= Sutreworde =

Historical manor and village in England

Sutreworde was a village and manor in historical record, also noted as Suðeswyrðe, located within the Teignbridge Hundred. The modern identity of this village has been the subject of academic debate, but is thought to have been within the parish of Lustleigh, but not at the location of the current village.

==Suðeswyrðe==
The village was recorded as Suðeswyrðe in the 899 will of King Alfred the Great, being left to his youngest son Æthelweard.

==Domesday book==
This was later recorded in the Domesday Book of 1086 as Sutreworde, Anglo-Saxon for 'south of the wood'.

The manor was controlled by Ansgar the Staller as part of a 1,200 acre farm holding (4.9 km^{2}) plus a large area of forest. Unusually for the Domesday Book, beekeeping was mentioned as a key activity of the parish.

==Identity==
Scholars have previously identified Sutreworde as being the modern village of Lustleigh, but this was disputed by others.

Oswald Reichel identified Sutreworde as Lustleigh in his 1897 work on the Domesday hundreds, citing that it was the unaccounted land held in the Honour of Marshwood later identified as Levestelegh (Lustleigh). He rules out other places which might be named 'south wood', as they were in other honours. Other historians, including Michael Swanton, accepted Reichel's identification.

Noted antiquarian and Lustleigh resident Cecil Torr disagreed and believed that Suðeswyrðe and Sutreworde refer to other settlements.
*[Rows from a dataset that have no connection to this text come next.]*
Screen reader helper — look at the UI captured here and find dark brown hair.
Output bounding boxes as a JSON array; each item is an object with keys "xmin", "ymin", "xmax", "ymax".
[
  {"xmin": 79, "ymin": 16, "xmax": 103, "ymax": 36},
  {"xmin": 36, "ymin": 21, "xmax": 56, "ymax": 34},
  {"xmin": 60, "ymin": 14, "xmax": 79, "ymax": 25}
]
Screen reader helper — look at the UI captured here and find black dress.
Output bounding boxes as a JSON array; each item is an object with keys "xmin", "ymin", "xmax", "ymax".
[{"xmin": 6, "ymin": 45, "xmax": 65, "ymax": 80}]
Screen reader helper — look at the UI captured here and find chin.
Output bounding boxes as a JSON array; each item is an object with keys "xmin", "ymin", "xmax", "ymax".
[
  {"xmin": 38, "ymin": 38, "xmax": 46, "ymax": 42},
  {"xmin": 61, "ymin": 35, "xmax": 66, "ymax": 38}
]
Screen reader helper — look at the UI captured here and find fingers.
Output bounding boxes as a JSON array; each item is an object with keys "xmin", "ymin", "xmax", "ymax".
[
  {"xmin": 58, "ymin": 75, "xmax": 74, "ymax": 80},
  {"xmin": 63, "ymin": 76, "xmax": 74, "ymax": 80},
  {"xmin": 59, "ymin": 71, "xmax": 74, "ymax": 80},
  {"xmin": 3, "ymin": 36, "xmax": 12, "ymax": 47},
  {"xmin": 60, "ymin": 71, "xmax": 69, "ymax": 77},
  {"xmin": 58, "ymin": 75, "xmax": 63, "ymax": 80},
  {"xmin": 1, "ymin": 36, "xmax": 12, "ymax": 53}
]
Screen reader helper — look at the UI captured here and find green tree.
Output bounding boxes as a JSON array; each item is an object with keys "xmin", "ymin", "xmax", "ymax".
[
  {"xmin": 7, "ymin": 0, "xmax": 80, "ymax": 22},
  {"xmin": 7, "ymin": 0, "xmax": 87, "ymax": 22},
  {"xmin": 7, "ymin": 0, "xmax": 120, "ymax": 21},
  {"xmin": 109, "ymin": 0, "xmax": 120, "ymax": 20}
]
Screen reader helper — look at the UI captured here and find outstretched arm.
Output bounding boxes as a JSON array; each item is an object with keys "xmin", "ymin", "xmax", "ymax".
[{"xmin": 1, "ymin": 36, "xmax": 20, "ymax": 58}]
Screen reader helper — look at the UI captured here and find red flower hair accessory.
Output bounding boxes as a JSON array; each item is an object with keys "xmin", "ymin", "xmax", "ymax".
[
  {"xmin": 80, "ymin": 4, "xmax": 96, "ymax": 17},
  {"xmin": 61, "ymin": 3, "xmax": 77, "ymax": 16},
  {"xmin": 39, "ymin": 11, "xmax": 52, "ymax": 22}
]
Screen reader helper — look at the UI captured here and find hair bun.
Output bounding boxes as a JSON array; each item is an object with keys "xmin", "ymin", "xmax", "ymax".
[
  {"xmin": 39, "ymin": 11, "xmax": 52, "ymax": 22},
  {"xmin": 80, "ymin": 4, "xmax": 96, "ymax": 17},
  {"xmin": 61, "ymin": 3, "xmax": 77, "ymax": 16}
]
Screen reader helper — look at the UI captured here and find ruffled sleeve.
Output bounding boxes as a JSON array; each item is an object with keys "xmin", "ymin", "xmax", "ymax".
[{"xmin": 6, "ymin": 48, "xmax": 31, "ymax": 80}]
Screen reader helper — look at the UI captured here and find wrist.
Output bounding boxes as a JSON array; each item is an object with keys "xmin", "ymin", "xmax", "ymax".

Torr asserts that the settlement mentioned has features much larger than Lustleigh has ever been, and that the main evidence supporting the assertion is incomplete matching of records from the Marshwood estates.

Historians W. G. Hoskins and J.V. Somers Cocks both thought that Sutreworde was more likely to be Widecombe-in-the-Moor.

Later scholarship by historian Ian Mortimer has suggested that Sutreworde was in Lustleigh parish, but not at the current location of the village, but rather near the Iron Age hill fort at Hunter's Tor in Lustleigh Cleave on the edge of the parish, making Sutreworde a deserted medieval village. At the time of the Domesday Survey, there were around 155 people living in Sutreworde.